# Cobra Bow Vise



## HoytFlinger (Jan 26, 2007)

I drove 170 miles round trip to get this vise almost a year ago and within a week the handles stripped out. First off, the marketing pics showed stainless metal ("all metal construction" they said) and what I got was plastic handles with brass inserts that screwed onto metal studs. Doesn't take a rocket scientist to know that isn't a good match. I tried contacting them by email and phone when it first happened and got no response. I again sent email the other day and have yet to get a response. I paid paid probably close to $140 by the time you count fuel for this vise and what I think is misrepresentation. 

"All metal construction" is bogus. I now have to use a damn socket and ratchet to use the vise. I like the design had it been all metal, but customer service is nonexistent and marketing is misleading. Mods cam remove this if they wish, but it is God's honest truth.


----------



## bowhunterprime (Jan 28, 2009)

HoytFlinger,
I have had this same bow vice for about 5 months now and have used it a lot. I have not had the problems you have. It may be that you just got one with bad inserts or something. I've torqued down on these handles pretty tight more than once with no problems. The fact that it's not "all metal construction" is kinda crummy, but other than that I'm very satisfied with it. I hope you get everything sorted out. -Chris


----------



## HoytFlinger (Jan 26, 2007)

Still haven't heard a word from them. I will never buy anything from that damn company again.


----------



## dozer68 (Jan 26, 2007)

I hvae had one for two years now and mine works fine.It does have plastic handles with brass inserts but they have not stripped out yet.


----------



## HoytFlinger (Jan 26, 2007)

Glad your's hasn't. Mine did within a week. They know they marketed it misleading with the pics and that's probably why they won't answer me since I called them on it. Oh well, I'll make sure their lack of customer service gets noticed in a big way very very shortly :wink:


----------



## BuckWyld (May 5, 2006)

HoytFlinger said:


> I drove 170 miles round trip to get this vise almost a year ago and within a week the handles stripped out. First off, the marketing pics showed stainless metal ("all metal construction" they said) and what I got was plastic handles with brass inserts that screwed onto metal studs. Doesn't take a rocket scientist to know that isn't a good match. I tried contacting them by email and phone when it first happened and got no response. I again sent email the other day and have yet to get a response. I paid paid probably close to $140 by the time you count fuel for this vise and what I think is misrepresentation.
> 
> "All metal construction" is bogus. I now have to use a damn socket and ratchet to use the vise. I like the design had it been all metal, but customer service is nonexistent and marketing is misleading. Mods cam remove this if they wish, but it is God's honest truth.
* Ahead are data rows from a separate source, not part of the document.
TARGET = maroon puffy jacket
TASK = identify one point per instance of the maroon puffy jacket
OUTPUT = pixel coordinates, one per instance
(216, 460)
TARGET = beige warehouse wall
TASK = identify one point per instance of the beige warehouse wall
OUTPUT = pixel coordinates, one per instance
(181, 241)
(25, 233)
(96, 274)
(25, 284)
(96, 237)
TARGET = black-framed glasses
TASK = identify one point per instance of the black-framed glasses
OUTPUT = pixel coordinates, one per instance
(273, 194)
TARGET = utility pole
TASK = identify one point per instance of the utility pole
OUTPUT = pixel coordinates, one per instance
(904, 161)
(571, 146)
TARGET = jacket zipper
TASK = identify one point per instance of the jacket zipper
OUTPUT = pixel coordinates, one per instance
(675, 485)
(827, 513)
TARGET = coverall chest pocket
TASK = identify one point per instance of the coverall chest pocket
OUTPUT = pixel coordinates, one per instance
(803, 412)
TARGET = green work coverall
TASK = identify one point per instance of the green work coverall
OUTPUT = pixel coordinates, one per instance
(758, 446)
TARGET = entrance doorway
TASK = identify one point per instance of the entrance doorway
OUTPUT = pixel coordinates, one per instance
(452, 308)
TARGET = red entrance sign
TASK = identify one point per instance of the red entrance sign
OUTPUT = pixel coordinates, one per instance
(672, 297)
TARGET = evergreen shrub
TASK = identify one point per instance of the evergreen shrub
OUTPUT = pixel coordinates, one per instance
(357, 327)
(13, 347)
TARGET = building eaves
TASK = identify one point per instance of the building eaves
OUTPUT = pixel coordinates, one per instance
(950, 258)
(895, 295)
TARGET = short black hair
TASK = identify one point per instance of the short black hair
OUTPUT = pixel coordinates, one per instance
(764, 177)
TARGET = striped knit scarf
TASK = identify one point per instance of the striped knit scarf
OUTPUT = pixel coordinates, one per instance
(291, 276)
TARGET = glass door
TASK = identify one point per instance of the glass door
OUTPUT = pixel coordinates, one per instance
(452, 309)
While I can certainly understand your upset, and rightfully so, I think it is more than a little unrealistic to consider the cost of your fuel as part of the purchase price. You could have had it shipped for a few bucks. Not to mention a year a go fuel was 4 bucks a gallon. 170 miles took atleast 50 bucks worth of gas....


----------



## HoytFlinger (Jan 26, 2007)

BuckWyld said:


> While I can certainly understand your upset, and rightfully so, I think it is more than a little unrealistic to consider the cost of your fuel as part of the purchase price. You could have had it shipped for a few bucks. Not to mention a year a go fuel was 4 bucks a gallon. 170 miles took atleast 50 bucks worth of gas....


I bought the vise at Bass Pro and everything is expensive at BPS. I think I paid $109 + tax for the vise. I have a 04 Ram 3500 Diesel and it is not cheap on fuel (15-16 mpg if it's lucky). So yes, I probably do have about 140 in it. Think what you want, but the money came from my wallet not yours.


----------



## capt_dalton (Dec 11, 2008)

I couldn't find a bow vise on Cobra Archery's website or their product catalog I downloaded. I did see it on Cabella's in an ad for them and it looked like Cobra's Icon associated with it.

I had a decent experience with their (Cobra Archery) customer service. A sight that came on my wife's Parker broke and they are replacing it. I had an email response in one day.

I used this email address:

[email protected]


----------



## HoytFlinger (Jan 26, 2007)

I sent email to that address. So we will see if they choose to respond this time.


----------



## HoytFlinger (Jan 26, 2007)

Finally, resolution!! They are sending me 2 replacement sets. The reason they switched from metal handles is cost they said. They had a set of metal handles, but wanted me to pay 14.50 for them. So I just took them up on their offer of 2 free replacement plastic sets.


----------



## bowhunterprime (Jan 28, 2009)

Glad to hear it! I hope this time they work for you. -Chris


----------



## allen newell (Nov 13, 2007)

*Cobra bow vise*

Apple's Bow Vise is all metal and works fine for half the money


----------



## HoytFlinger (Jan 26, 2007)

allen newell said:


> Apple's Bow Vise is all metal and works fine for half the money


I didn't want an Apple. I wanted one that held the bow via the front stab hole like this Cobra does.


----------